Gelsenkirchen-Erle. OB-Kandidat Stuckmann kritisiert Stadt für ideologisch motivierte “Verhinderungsprüfungen“. Baurat verweist auf Gesetze, die Zentren schützen.

Die "jüngste" Entwicklung an der Ulrich-/Emscherstraße in Erle hat Oberbürgermeister-Kandidat Malte Stuckmann (CDU) dazu veranlasst, die Verwaltung wegen "ideologisch" motivierter "Verhinderungsprüfungen" in Sachen Discounter-Neubau scharf anzugreifen. Unter der Überschrift "Lidl erstreitet Baurecht für neuen Markt in Erle" vermeldet er in einer Pressemitteilung: "Jetzt hat sich Lidl das Baurecht erstritten und beginnt mit dem Neubau." - Allein: Aktuelle Urteile des Verwaltungsgerichts Gelsenkirchen und des Oberverwaltungsgerichts Münster existieren nach deren Angaben nicht - nur eines vom März 2016.

Das OVG hatte damals in zweiter Instanz der Klage von Lidl wegen eines formalen Fehlers im Bebauungsplan stattgegeben und die Stadt dazu verurteilt, dem Unternehmen einen großflächigen Neubau an der Ulrichstraße zu genehmigen.
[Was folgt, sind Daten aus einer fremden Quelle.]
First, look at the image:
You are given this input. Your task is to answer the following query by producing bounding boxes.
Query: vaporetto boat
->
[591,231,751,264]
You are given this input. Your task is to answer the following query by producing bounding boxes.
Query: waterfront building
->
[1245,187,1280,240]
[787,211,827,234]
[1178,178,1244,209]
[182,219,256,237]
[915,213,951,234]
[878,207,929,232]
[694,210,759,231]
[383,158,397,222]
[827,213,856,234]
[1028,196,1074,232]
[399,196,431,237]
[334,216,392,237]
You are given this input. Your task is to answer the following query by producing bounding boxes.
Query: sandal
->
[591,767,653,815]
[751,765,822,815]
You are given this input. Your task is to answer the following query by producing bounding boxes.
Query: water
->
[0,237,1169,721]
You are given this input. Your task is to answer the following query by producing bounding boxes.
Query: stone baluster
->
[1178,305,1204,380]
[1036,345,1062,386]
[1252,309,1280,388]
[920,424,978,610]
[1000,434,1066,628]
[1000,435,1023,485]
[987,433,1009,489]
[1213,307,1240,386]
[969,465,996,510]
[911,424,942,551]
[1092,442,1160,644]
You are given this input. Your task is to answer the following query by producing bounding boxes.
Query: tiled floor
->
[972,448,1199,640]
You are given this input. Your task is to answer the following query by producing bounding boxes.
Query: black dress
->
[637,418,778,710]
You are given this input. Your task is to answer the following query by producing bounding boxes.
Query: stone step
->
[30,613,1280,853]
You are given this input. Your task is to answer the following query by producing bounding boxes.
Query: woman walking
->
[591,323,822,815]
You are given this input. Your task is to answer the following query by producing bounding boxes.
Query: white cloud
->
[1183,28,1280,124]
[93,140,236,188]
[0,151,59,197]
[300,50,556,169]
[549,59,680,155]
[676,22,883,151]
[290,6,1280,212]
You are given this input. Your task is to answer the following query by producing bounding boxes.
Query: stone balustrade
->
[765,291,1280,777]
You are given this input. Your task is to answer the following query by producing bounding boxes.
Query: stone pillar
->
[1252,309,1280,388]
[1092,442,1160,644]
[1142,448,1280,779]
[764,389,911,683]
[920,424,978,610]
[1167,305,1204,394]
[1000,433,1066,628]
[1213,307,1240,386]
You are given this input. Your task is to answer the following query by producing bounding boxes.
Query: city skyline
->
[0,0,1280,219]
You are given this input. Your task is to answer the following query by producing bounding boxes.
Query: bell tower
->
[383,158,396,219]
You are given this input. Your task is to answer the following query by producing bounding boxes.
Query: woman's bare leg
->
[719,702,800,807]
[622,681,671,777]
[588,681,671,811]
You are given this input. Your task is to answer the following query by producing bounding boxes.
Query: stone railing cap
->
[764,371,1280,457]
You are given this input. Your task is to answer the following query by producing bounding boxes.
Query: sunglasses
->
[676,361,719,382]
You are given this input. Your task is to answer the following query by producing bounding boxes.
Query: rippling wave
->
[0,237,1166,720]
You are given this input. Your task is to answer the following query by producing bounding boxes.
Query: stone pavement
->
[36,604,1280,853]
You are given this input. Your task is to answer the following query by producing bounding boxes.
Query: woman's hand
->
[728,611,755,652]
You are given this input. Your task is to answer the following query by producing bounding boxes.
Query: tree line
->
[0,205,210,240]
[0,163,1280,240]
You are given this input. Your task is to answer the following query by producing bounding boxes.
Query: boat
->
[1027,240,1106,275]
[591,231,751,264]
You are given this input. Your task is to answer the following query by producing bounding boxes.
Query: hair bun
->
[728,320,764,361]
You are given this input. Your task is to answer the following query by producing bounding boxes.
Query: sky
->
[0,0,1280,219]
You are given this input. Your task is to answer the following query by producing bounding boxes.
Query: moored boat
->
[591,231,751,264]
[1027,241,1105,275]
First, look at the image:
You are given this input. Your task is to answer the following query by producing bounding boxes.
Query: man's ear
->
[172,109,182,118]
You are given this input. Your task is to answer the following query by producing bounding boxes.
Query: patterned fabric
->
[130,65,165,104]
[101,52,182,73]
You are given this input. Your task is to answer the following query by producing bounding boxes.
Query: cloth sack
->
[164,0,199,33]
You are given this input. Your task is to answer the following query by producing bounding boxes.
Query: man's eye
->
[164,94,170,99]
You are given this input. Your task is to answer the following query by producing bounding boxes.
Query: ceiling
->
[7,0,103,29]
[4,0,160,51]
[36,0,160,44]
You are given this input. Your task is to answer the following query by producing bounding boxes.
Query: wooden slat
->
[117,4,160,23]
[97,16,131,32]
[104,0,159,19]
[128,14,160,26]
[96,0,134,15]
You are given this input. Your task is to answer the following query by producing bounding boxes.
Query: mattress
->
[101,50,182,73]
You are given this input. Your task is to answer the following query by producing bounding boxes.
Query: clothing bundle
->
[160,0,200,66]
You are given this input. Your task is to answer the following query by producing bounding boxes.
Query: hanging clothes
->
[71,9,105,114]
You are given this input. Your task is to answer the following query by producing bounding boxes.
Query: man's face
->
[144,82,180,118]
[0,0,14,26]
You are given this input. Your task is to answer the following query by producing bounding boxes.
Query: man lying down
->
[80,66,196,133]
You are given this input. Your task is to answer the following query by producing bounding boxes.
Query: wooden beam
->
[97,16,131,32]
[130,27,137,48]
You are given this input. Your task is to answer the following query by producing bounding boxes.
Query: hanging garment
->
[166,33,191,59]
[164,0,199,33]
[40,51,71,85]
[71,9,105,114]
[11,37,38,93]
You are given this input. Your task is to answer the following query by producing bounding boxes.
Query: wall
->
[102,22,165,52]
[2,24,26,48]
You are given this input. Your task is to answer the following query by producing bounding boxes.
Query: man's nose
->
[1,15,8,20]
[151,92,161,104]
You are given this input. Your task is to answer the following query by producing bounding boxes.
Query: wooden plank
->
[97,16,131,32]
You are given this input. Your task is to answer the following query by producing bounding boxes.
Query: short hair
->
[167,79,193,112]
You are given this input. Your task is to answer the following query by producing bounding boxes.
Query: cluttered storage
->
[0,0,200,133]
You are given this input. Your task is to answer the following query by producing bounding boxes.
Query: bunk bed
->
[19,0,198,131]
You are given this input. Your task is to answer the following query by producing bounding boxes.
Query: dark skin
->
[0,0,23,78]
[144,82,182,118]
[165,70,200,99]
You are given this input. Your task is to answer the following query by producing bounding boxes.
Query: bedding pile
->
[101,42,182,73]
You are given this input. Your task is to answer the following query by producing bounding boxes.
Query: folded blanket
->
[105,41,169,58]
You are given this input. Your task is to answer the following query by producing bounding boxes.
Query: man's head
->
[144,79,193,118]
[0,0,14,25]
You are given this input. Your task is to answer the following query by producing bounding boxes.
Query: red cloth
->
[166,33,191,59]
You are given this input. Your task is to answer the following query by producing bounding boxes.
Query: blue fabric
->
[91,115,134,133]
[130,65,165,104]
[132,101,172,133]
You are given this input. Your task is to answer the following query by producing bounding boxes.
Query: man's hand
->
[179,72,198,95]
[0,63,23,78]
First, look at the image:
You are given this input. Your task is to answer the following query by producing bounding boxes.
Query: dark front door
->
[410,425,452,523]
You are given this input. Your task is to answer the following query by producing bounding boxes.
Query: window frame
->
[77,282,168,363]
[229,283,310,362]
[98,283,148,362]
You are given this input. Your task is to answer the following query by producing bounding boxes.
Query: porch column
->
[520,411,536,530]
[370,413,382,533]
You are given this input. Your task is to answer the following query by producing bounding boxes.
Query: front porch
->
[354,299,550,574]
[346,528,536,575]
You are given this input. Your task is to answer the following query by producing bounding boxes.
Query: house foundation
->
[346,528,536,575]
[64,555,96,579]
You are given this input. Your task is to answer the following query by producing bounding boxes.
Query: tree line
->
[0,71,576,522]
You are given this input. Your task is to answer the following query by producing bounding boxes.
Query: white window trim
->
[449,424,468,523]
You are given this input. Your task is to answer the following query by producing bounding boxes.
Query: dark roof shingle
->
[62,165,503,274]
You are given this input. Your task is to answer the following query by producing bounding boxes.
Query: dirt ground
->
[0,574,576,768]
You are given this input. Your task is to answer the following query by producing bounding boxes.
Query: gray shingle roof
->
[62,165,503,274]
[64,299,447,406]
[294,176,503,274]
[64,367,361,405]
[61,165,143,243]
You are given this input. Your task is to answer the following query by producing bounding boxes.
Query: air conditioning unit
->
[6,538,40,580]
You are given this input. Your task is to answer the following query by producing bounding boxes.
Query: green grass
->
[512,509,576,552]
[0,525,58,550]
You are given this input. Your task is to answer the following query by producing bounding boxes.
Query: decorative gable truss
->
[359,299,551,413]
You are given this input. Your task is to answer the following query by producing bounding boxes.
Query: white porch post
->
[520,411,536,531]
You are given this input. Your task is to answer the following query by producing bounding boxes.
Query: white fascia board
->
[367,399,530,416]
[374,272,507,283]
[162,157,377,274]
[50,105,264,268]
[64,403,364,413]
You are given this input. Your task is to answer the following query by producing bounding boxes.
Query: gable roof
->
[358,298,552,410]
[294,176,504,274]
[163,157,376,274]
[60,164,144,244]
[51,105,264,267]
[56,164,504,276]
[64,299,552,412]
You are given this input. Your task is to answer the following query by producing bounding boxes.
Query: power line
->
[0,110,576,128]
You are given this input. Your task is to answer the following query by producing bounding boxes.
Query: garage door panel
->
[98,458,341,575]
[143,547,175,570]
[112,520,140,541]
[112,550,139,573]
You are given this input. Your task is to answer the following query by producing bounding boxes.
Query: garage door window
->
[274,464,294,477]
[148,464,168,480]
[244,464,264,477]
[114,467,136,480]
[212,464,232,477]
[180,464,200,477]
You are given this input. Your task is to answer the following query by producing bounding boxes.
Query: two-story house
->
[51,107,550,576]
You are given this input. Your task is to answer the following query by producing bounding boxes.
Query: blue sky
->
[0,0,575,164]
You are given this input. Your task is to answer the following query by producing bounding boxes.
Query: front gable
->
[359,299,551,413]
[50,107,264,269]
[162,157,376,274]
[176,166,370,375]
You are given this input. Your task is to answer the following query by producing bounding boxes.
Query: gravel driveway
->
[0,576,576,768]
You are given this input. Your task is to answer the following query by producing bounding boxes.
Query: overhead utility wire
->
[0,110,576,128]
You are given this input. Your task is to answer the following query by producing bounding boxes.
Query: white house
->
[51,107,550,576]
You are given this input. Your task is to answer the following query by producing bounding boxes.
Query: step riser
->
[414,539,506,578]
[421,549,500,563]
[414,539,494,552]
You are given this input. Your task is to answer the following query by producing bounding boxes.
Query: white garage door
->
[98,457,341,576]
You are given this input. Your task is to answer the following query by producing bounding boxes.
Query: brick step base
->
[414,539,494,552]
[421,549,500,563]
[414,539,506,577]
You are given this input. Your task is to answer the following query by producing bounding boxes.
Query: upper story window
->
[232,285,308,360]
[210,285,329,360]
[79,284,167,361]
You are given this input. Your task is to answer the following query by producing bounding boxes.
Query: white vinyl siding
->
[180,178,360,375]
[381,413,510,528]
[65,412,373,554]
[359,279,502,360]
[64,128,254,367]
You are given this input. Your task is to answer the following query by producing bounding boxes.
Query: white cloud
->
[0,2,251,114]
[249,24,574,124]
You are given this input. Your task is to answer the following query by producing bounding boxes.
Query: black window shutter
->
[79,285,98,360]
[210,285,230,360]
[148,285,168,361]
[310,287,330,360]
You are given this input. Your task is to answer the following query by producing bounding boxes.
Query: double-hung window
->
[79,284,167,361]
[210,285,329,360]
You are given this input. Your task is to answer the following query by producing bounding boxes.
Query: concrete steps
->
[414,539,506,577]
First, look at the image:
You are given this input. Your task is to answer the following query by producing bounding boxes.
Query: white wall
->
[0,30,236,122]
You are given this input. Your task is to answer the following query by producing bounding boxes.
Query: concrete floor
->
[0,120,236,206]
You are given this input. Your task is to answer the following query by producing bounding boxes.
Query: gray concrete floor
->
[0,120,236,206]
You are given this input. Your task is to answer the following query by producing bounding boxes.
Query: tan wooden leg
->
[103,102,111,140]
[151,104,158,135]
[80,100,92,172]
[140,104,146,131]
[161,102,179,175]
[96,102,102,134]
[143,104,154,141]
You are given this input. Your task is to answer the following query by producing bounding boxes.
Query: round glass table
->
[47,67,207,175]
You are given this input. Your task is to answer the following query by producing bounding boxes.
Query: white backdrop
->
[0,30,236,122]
Den hatte die Verwaltung verhindern wollen, da sie eine Verkaufsfläche von 1400 Quadratmetern als Bedrohung der Nahversorgung in den (Stadtteil-)zentren wertete und fürchtete, dass die Schließung kleinerer Märkte die Folge sein könnten. Knackpunkt für das Gericht war eine aus seiner Sicht zu unspezifische Höhen-Festsetzung für Gebäude.

Gelsenkirchener CDU sieht Bedarf für Discounter an der Ulrichstraße

"Dass sich in Gelsenkirchen Investoren im Wege von langwierigen Gerichtsverfahren gegen die Stadt durchklagen müssen, um erst dann durch ein Urteil in die Lage versetzt zu werden, ihre Projekte umzusetzen", kritisiert Stuckmann. Bürger und CDU seien "schon lange der Meinung, dass der Bedarf für einen neuen und modernen Lebensmitteldiscounter an dieser Stelle besteht", betont er unter Verweis auf neue Präsentationskonzepte.

Was die Verkaufsflächen-Erweiterung bestehender Märkte angeht, "die die SPD gemeinsam mit der Verwaltung an der Braukämperstraße und an der Alfred-Zingler-Straße verhindert" habe, so sei diese aus CDU-Sicht "immer grundsätzlich dann möglich, wenn sich das flächenmäßig erweiterte Angebot verträglich im Umfeld darstellen lässt und alle formalen Vorgaben wie Stellplatznachweise usw. eingehalten werden." Einzelfallprüfungen dürften "auf keinen Fall bloße ,Verhinderungsprüfungen' sein", sondern müssten "in eine ,Ermöglichungsprüfung' münden", um "Investoren nicht zu vergrämen". Verwaltung solle "rechtskonform machen statt ideologisch verhindern".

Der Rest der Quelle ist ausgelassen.